А когда он, не успев осознать свою изолированность от неё, засыпал в привычной колыбели её слов, в волнах воздуха и света, идущих сверху, она оставалась одна. И некуда было себя пристроить: тыкалась в письменный стол, в тахту, в окно. При Голике вещи излучали свои прошлые жизни, какая — из леса, какая — из железа, без Голика — деревяшка и стекло, лишённые живых примет, подставляли ей свои углы и холод равнодушной цивилизации.
На другой день он не пошёл в школу.
Вместе делали зарядку. И за кашей сидели вместе. Но, когда она взялась за пальто, Голик ускользнул в свою комнату и навис над книжкой.
Она не стала уговаривать. Что она могла сказать Голику? Терпи, когда издеваются над тобой?
Над ней никто никогда не издевался, её никто никогда не дразнил, хотя она тоже была младшей в классе.

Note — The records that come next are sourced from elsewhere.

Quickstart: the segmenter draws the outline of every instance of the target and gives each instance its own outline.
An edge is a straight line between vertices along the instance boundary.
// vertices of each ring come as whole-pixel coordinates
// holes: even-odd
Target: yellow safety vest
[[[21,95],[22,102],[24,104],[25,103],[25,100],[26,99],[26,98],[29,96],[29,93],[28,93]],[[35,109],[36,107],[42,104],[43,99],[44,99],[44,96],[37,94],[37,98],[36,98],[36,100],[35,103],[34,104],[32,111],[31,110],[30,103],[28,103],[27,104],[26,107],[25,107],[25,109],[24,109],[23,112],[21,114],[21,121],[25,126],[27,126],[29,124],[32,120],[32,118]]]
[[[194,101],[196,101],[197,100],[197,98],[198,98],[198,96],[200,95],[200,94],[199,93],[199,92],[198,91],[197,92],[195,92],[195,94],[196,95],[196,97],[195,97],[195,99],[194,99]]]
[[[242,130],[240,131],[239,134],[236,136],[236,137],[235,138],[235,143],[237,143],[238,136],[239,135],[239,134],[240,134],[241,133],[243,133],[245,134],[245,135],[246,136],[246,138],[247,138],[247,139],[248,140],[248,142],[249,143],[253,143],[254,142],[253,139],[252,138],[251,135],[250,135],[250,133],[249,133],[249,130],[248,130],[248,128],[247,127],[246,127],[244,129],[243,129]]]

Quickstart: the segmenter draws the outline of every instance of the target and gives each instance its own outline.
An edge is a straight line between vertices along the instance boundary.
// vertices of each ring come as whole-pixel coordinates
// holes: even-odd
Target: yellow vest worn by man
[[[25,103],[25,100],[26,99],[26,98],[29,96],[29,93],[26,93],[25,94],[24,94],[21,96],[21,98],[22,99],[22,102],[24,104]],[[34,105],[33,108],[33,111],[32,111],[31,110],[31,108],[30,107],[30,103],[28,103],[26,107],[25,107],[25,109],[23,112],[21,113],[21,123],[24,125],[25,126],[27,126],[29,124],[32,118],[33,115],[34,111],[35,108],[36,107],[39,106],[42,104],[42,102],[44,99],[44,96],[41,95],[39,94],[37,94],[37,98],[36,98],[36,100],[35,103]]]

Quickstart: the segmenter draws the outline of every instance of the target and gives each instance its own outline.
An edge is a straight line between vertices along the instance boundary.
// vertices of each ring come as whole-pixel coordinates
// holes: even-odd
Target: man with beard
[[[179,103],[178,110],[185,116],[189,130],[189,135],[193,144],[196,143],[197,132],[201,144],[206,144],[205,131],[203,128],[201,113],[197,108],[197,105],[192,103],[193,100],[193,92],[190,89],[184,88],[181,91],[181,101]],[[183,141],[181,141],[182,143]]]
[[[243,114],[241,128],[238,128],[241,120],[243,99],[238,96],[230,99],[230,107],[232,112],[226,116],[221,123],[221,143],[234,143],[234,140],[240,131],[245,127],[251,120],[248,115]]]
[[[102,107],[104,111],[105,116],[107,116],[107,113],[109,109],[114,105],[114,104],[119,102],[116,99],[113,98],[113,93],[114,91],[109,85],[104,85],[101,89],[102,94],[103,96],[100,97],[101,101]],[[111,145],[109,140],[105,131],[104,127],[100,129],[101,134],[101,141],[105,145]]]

Почему? Потому ли, что не лезла выяснять отношения и не жаждала власти? А может, потому, что взглянувшего на неё одаривала бабушкиной улыбкой, не допускавшей земной вздорности?
В этот день она внесла бабушкину улыбку в Голиков класс.
Ор, беготня.
Её заметили, спросили, к кому пришла.
И тогда она — в мимолётную, зыбкую, любопытную тишину сказала:
— У брата сегодня праздник, вы придёте к нам пить чай! Он приглашает вас к пяти часам. Не опоздайте.
Она хотела узнать, кто изгнал Голика из школы. И — увидела: вот они — два законодателя местной власти. Они подошли к ней сами:
— С чем чай?
— С ореховым тортом.
— Кого он приглашает?
— Тебя. И тебя. И тебя. — Она расплёскивала бабушкины улыбки в лица недоуменных, растерявших своё могущество людей. — Кто хочет, приходите.
— А девчонки тоже?
— Кто хочет. — Она написала на доске адрес и мимо учительницы, под звонком, вышла из Голикова класса.
В этот день она тоже не пошла на уроки, она отправилась в магазин. Купила муки, яиц, орехов, масла.
Ореховый торт научила её печь бабушка. Пекли его вместе. Из-под любого пасмурного дня, из-под любого дурного настроения выныривала в запах ванили, промолотых орехов.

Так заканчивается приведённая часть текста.